Working with non-English languages

Description

Context graphs are language-sensitive, and can easily be built in any language, provided that you have access to an LLM which is proficient in your preferred language

Difficulty

Intermediate

Duration

30 min

You will need

TrustGraph deployed (Installation Guide)
Understanding of Core Concepts
An LLM with proficiency in your target language

Goal

Build a context graph from non-English documents and query it in your preferred language.

TrustGraph uses an LLM to extract knowledge and build context graphs from your documents. To work in a non-English language, you simply need a model that is proficient in your preferred language. Most modern LLMs support multiple languages, so building a context graph in French, German, Japanese or any other widely-used language is straightforward.

Step-by-Step Guide

Step 1: Verify your model supports the target language

Before processing documents, confirm that your chosen LLM has strong capabilities in your target language.
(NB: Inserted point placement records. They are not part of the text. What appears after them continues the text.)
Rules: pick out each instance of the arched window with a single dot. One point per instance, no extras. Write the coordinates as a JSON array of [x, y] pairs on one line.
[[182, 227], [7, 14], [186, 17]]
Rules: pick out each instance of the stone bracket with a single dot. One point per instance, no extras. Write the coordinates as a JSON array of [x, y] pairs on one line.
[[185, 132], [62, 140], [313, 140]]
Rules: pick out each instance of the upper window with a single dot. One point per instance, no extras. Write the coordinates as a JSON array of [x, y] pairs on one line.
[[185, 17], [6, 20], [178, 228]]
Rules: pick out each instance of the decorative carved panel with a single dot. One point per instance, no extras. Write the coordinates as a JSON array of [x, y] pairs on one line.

For simpler workflows where your source documents are already in the target language, the model only needs to understand and generate text in that language. For more complex scenarios—such as ingesting documents in multiple languages or translating content into a single target language—you’ll need a model with strong multilingual and translation capabilities.

Models with good multilingual support include:

Claude (Anthropic) - Strong performance across many languages
Gemini (Google) - Extensive multilingual training
Llama 3 (Meta) - Good support for major world languages
Mistral - Strong European language support
Qwen (Alibaba) - Particularly strong for Chinese and Asian languages

Check your model’s documentation for specific language capabilities and limitations.

Step 2: Locate the graph extraction prompts

The prompts used during knowledge extraction control the language of the output graph. From the Workflows page, select Prompt Management and switch to the Workbench view.

Find these two prompts which are used to build context graphs:

extract-definitions - Extracts entity definitions from text
extract-relationships - Extracts relationships between entities

Click on extract-definitions to open it in the editor. You can test the prompt using the Test panel on the right — enter a value for the text variable and click Run to see the output.

Extract definitions prompt with English output

Step 3: Modify the prompts for your target language

We’ve found that adding instructions to output in a specific language works well. The easiest approach is to use an AI chatbot to help edit the prompts:

Copy the prompt text
Paste it into your preferred AI chatbot with a request like:

Can you look at this prompt and change it so that it emits Japanese language? Anything non-Japanese should be translated.
Paste the modified prompt back into the prompt editor
Click Save
Click Run to verify the output is now in your target language
Repeat for the extract-relationships prompt

Extract definitions prompt translated to Japanese with Japanese output

This approach ensures that all extracted entities, definitions, and relationships are in your target language, even if the source documents contain mixed-language content.

Now when you load a document through a graph-building process, the graph will be built in your preferred language.

The Graph Explorer will show entities and relationships in your target language:

Graph Explorer with Japanese language entities

Graph RAG queries and responses also work in your target language:

Graph RAG query and response in Japanese

Note on embeddings

Language performance is somewhat affected by the chosen embeddings model. If you find that retrieval is not performing well, try different embeddings models—some have better multilingual support than others.